That’s what financial experts told the Las Vegas Convention and Visitors Authority board of directors on Friday during a talk about a plan by Gov. Jim Gibbons to shift $424 million in room tax revenue from tourism and convention promotion to road construction.
The hidden costs would come in the form of reduced borrowing power and higher interest rates for Nevada public projects if Wall Street lenders think state officials are likely to divert revenue that agencies use to secure billions of dollars in bonds.
Shifting room tax revenue that’s already securing about $234 million in existing bonds could undermine the credibility of future efforts to use projected government revenue to secure borrowed money, said Guy Hobbs, managing director of Hobbs, Ong & Associates.
“There would be a signal to the credit markets that the governing body of this state is inclined to do such a thing,” said Hobbs, whose firm advises the authority. “It is a lousy signal to send to the credit markets.”
Currently, the authority receives 47 percent of the 9 percent tax on hotel rooms in Clark County. This year, the authority will keep $200 million of the $426 million in projected room tax revenue. The rest goes to everything from schools to roads, statewide tourism promotion and payments to local governments.
In its latest budget, the authority also included $28 million to help pay for an $890 million expansion to the Las Vegas Convention Center. By 2010, the authority will need to make $72 million in debt service payments annually, an increase of $47 million it now uses to pay debts.
The proposal by Gibbons would raise $424 million for roads in the next eight years by diverting 32 percent of the authority’s room tax revenue. That, and other diversions of sales and entertainment taxes, would secure $2.5 billion in bonds for roads. The selling point of Gibbons’ plan is that it doesn’t call for any tax increases.
“The state has a wonderful deal,” said Bill Weidner, president of Las Vegas Sands Corp. “Most of our income comes from people who are outside the state.”

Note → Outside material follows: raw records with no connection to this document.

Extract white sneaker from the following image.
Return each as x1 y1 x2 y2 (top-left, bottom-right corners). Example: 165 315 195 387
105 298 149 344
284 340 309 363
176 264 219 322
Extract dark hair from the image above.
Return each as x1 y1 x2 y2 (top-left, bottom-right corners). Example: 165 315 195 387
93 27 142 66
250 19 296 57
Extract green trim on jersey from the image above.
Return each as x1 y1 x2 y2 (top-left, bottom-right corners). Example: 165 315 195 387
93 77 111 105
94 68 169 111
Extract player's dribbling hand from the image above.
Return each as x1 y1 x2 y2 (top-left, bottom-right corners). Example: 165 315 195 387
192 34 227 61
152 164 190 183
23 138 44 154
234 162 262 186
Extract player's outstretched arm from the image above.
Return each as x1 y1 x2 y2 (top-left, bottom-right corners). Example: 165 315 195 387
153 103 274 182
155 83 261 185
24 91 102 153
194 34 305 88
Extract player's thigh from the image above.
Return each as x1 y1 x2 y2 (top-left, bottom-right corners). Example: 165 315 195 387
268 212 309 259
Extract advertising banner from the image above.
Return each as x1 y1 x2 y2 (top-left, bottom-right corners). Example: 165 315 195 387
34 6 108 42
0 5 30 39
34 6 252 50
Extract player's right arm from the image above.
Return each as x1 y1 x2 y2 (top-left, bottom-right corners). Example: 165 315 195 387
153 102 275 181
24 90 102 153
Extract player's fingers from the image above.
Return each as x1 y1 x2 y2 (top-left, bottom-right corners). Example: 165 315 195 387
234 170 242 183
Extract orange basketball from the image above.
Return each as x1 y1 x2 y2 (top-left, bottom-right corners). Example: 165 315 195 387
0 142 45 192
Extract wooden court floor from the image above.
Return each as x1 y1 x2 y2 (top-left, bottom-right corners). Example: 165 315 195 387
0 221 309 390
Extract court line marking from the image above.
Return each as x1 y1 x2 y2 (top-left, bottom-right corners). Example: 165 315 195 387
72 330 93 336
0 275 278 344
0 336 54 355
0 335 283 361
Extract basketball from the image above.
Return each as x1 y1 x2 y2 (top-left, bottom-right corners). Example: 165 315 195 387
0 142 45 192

Weidner, who supports Gibbons’ proposal and is a longtime critic of the authority, said diverting the room tax is relatively painless because the authority could make up the revenue by raising convention rates or increasing operating efficiency.
“They don’t have a clue how to run a business,” Weidner recently said of the authority. “If I ruled the world, I’d privatize it.”
But Hobbs said moving money that is already pledged to secure bonds could be costly. And John Swendseid, the authority’s bond counsel, said it would be illegal. He said bonds are a contract between borrowers and lenders, and the state and federal constitutions prohibit diverting revenue that’s already securing bonds without replacing the money from another source.
Perhaps more costly, however, could be doubts on Wall Street about Nevada’s promises. If bondholders think the state government is willing to shift revenue after it’s been pledged to secure bonds, they may want more money from borrowers to compensate for the risk.
Although the cost of borrowing money isn’t what taxpayers typically think of when they evaluate the worthiness of a new road or pipeline, under current rates it could be 40 percent or more of the bottom line for a project, Hobbs said.
A swing of just one-tenth of 1 percent in interest could add $6 million to the cost of an $800 million project, he said.
“When we are talking about credit ratings, it is very much akin to an individual’s credit score,” Hobbs said. “The lower their credit number, the more it costs to borrow.”